La France continue de soutenir le renforcement des capacités de la MINUSCA afin qu’elle puisse avoir tous les moyens nécessaires pour contribuer à la stabilisation de la RCA et soutenir le processus politique.

La France, engagée pour la stabilisation et le renforcement des autorités de la RCA

La France s’est investie dès le début de la crise, tant à titre national qu’au sein du Conseil de sécurité, pour apporter son appui pour un retour à la stabilité et un Etat de droit en République centrafricaine.

Au Conseil de sécurité où elle tient la plume (« penholder »), la France est à l’initiative sur les différentes résolutions ayant trait à la situation en RCA. Ainsi, le mandat de la MINUSCA est régulièrement renouvelé par le Conseil de sécurité (résolution 2448 (2018)) tout comme le régime de sanctions concernant la RCA (résolution 2339 (2017)) afin de les adapter à la nouvelle situation du pays.

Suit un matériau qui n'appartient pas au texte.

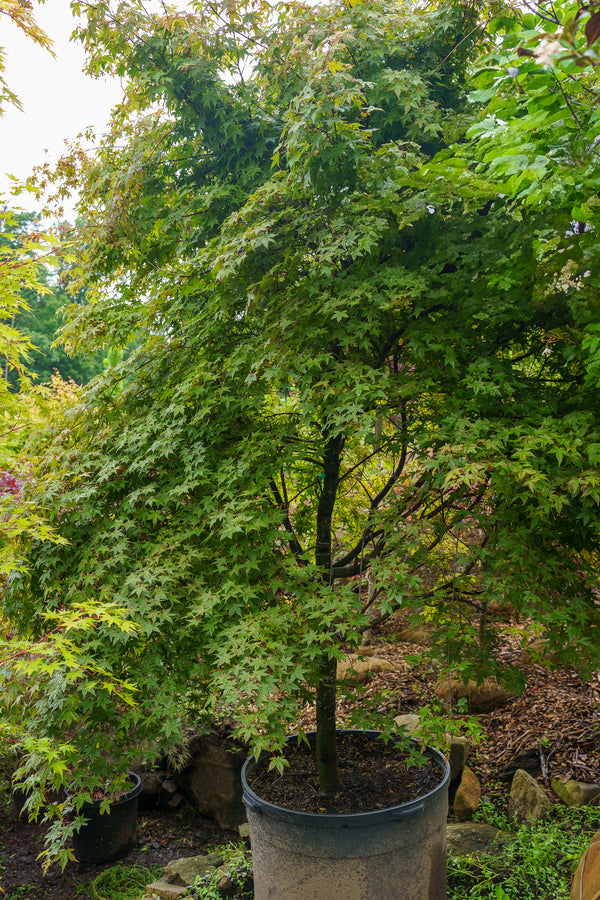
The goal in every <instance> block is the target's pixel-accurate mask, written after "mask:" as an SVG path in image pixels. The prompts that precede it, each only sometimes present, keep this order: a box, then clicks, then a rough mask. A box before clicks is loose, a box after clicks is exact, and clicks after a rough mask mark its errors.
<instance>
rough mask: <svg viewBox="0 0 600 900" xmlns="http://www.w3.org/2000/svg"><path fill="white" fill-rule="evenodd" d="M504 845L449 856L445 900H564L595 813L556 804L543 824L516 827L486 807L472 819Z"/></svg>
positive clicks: (594, 832)
mask: <svg viewBox="0 0 600 900" xmlns="http://www.w3.org/2000/svg"><path fill="white" fill-rule="evenodd" d="M477 818H478V819H480V820H483V821H489V823H490V824H493V825H494V826H495V827H501V828H503V830H506V831H507V832H508V833H509V834H510V839H509V840H508V841H507V843H506V844H503V845H502V847H501V848H498V849H497V850H493V851H492V852H490V853H485V854H474V855H470V856H458V855H455V854H453V853H450V854H449V859H448V900H462V898H466V897H473V898H478V900H567V898H568V897H569V893H570V890H571V883H572V880H573V874H574V872H575V868H576V867H577V863H578V862H579V859H580V857H581V855H582V854H583V853H584V852H585V850H586V848H587V846H588V844H589V842H590V839H591V837H592V835H593V834H594V833H595V832H596V831H597V830H598V828H599V827H600V811H599V810H598V808H597V807H579V808H571V809H570V808H568V807H565V806H561V805H560V804H557V805H556V806H554V807H553V809H552V811H551V814H550V816H549V818H548V819H547V820H544V821H540V822H536V823H530V824H524V825H521V826H520V827H518V828H517V827H516V826H515V824H514V823H512V824H511V823H510V822H509V821H508V819H507V818H506V816H503V815H499V814H498V813H497V812H496V811H495V810H494V808H493V807H491V805H490V806H489V807H488V808H487V809H485V808H484V809H482V811H481V812H480V813H479V814H478V816H477Z"/></svg>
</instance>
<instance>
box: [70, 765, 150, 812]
mask: <svg viewBox="0 0 600 900" xmlns="http://www.w3.org/2000/svg"><path fill="white" fill-rule="evenodd" d="M127 777H128V778H129V780H130V781H131V782H133V784H132V786H131V790H129V791H126V792H125V793H124V794H121V796H120V797H119V798H118V799H117V800H111V801H110V808H111V809H113V808H114V807H115V806H121V805H122V804H123V803H128V802H129V801H130V800H135V798H136V797H137V796H138V795H139V794H141V792H142V779H141V778H140V776H139V775H137V774H136V773H135V772H130V771H128V772H127ZM103 800H104V798H102V799H100V800H86V801H85V803H84V804H83V807H82V808H83V809H86V808H87V809H90V808H91V809H98V808H99V806H100V804H101V803H102V802H103Z"/></svg>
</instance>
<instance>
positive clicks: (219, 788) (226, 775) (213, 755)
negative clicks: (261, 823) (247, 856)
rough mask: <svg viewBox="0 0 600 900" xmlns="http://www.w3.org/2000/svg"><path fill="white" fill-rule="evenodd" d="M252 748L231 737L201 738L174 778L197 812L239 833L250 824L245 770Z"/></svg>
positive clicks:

A titre national, la France a, dans un premier temps, déployé l’Opération Sangaris (début en décembre 2013) répondant à la demande des autorités centrafricaines afin de protéger les populations civiles face au cycle de très graves violences, en appui des actions menées par la MISCA puis par la MINUSCA. Cette opération s’est effectuée dans le cadre du mandat conféré par la résolution 2127 (2013) du Conseil de sécurité et a pris fin le 31 octobre 2016. La France s’est par la suite engagée au sein de la mission européenne EUTM-RCA et de la MINUSCA en y intégrant de nombreux personnels français. Elle contribue également à appuyer la MINUSCA sur le plan matériel.

Enfin, la France apporte également un soutien financier à la RCA comme lors de la Conférence des bailleurs qui s’est tenue à Bruxelles en novembre 2016 au cours de laquelle elle a annoncé une aide de 85 millions d’euros pour la période 2017-2019.